"O, peygamber olarak gönderildi mi?.."

20/10/2022 Perşembe Köşe yazarı V.T

"Birinci semada (Sen kimsin?) diye bir ses geldi. (Ben Cebrail’im. yanımdaki de Muhammed aleyhisselam) dedi."

 

Akbilek Bahşî Halîfe Osmanlı âlim ve evliyâsının büyüklerindendir. Amasya'ya bağlı Taşova'nın Uluköy (Sonusa) kasabasında doğdu. Önce, memleketinin âlimlerinden ders aldı. Sonra da Mısır, Hicaz ve Şam’a giderek İmâm-ı Celâleddîn Süyûtî, Şeyhülislâm Zekeriyyâ Ensârî, Şemseddîn Muhammed Sehâvî gibi büyük âlimlerden de çeşitli dînî ilimleri tahsîl etti. 1523 (H.930) senesinde Amasya'da vefât etti. Çok kitap yazdı. “Mi'râc-ül-Ulâ fî Tefsîri Sûret-il-İsrâ” isimli eserinde şöyle anlatır:

Mirac, Resulullah efendimizin “sallallahü aleyhi ve sellem” göklere çıkarıldığı, bilinmeyen yerlere götürüldüğü Receb’in 27. gecesidir. İsra suresinin ilk âyetinde, Allahü teâlâ, kudret ve azametinden nice acayip işlerden bazılarını göstermek için, Muhammed aleyhisselamı, Mekke’den Kudüs’e götürdüğünü bildiriyor. Peygamber efendimiz miracını özetle şöyle anlatıyor:

Burak’a binip Beyt-ül-Makdis’e geldim. Mescid’e girip orada iki rekât namaz kılıp çıktım. Cebrail “aleyhisselam” bizi birinci semaya çıkardı. Gök kapısında, (Sen kimsin?) diye bir ses geldi. (Ben Cebrail’im) dedi. (Yanındaki kim?) dendi. (Muhammed aleyhisselam) dedi. (O, peygamber olarak gönderildi mi?) dendi. Cebrail, (Evet) dedi. Gök kapısı açıldı. Hazret-i Âdem’le “aleyhisselam” karşılaştım. Bana merhaba diyerek hayır dua etti. 

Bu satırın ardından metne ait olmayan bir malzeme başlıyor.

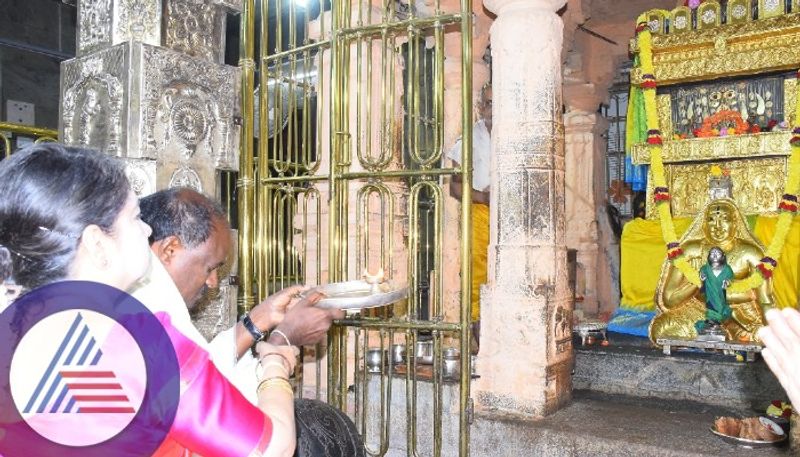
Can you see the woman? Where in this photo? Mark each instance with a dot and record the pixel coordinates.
(69, 214)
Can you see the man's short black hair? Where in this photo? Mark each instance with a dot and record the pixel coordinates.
(180, 212)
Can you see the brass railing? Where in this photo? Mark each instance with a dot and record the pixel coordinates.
(348, 179)
(9, 130)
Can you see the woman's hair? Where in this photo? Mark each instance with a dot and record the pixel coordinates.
(49, 193)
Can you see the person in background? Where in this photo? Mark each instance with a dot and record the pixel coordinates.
(69, 213)
(481, 180)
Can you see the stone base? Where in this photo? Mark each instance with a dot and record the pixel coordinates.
(601, 425)
(632, 366)
(594, 424)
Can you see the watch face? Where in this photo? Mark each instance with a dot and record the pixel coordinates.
(770, 424)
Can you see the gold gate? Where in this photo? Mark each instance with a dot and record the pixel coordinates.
(347, 178)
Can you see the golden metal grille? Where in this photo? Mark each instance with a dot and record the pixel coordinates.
(8, 130)
(347, 178)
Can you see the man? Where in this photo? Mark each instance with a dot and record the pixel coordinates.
(191, 241)
(481, 179)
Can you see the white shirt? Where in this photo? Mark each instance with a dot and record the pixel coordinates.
(159, 293)
(481, 156)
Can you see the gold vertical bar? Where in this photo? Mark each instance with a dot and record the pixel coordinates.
(246, 170)
(335, 335)
(466, 219)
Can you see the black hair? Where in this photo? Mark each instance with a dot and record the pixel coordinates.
(49, 193)
(724, 259)
(181, 212)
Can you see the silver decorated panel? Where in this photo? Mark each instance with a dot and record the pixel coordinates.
(94, 100)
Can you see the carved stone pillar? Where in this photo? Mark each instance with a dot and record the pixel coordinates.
(581, 136)
(149, 86)
(526, 314)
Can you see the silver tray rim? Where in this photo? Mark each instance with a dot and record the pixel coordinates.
(369, 301)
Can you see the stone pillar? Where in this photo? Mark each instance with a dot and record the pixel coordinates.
(526, 346)
(581, 135)
(149, 85)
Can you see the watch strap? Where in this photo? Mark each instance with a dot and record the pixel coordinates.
(251, 328)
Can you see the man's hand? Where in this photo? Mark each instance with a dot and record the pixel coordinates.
(306, 324)
(782, 352)
(270, 312)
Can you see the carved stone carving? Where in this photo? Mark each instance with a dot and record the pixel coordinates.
(196, 28)
(92, 101)
(141, 174)
(188, 106)
(183, 107)
(94, 25)
(138, 20)
(185, 176)
(105, 23)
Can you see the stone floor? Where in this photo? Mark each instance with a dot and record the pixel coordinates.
(597, 424)
(630, 400)
(633, 366)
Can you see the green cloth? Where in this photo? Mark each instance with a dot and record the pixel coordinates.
(717, 308)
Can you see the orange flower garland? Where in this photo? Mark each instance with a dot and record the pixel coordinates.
(730, 116)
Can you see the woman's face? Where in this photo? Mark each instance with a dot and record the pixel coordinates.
(131, 258)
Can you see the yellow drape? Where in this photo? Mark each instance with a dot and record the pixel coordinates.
(480, 248)
(643, 252)
(786, 277)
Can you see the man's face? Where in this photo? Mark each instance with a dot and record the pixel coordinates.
(195, 269)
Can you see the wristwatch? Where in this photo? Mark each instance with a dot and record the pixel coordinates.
(251, 328)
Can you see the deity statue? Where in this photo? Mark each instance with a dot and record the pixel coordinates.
(716, 276)
(682, 304)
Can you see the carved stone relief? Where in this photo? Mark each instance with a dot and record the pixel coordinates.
(188, 108)
(92, 101)
(94, 25)
(141, 175)
(195, 28)
(138, 20)
(105, 23)
(186, 176)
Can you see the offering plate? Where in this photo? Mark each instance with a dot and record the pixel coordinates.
(359, 294)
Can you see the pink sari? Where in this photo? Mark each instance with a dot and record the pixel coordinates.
(213, 418)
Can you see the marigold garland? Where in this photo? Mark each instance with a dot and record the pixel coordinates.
(711, 122)
(789, 205)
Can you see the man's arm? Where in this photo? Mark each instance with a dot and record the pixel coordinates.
(456, 190)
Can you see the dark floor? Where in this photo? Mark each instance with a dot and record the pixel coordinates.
(598, 424)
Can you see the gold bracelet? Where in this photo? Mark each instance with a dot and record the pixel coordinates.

2. semaya çıktık. Yine orada da aynı konuşmalar geçti. Burada İsa ve Yahya “aleyhimesselam” ile karşılaştım. Onlar da bana, merhaba diyerek dua ettiler. 

3. Semaya çıktık. Bu kapıda da aynı konuşmalar geçti. Orada Hazret-i Yusuf’u “aleyhisselam” gördüm. O da dua etti. 

4. Semaya çıktık. Aynı konuşmalar oldu. Hazret-i İdris’i gördüm. O da dua etti. 

5. semaya çıktık. Yine aynı konuşmalar geçti. Hazret-i Harun’u “aleyhisselam” gördüm. O da dua etti. 

6. semaya çıktık. Yine aynı konuşmalar oldu. Hazret-i Musa’yı “aleyhisselam” gördüm. Merhaba diyerek dua etti. 

7. Semaya çıktık. Yine aynı konuşmalar geçti. Hazret-i İbrahim’i “aleyhisselam” gördüm. O da dua etti. Beyt-ül-Mamur’u gördüm. Sonra Cebrail beni Sidret-ül-Münteha’ya götürdü. Allahü teala, günde elli vakit namazı farz kıldı. Musa’nın “aleyhisselam” yanına gelip anlattım. (Rabbinden azaltmasını iste! Ümmetin buna güç yetiremez. Tecrübem var) dedi. Birkaç defa Rabbimle görüşmeye devam ettim. Nihayet Rabbim, (Beş vakit namazı farz kıldım. Her vakit için on sevap vardır. Böylece elli vakit namaz olur) buyurdu.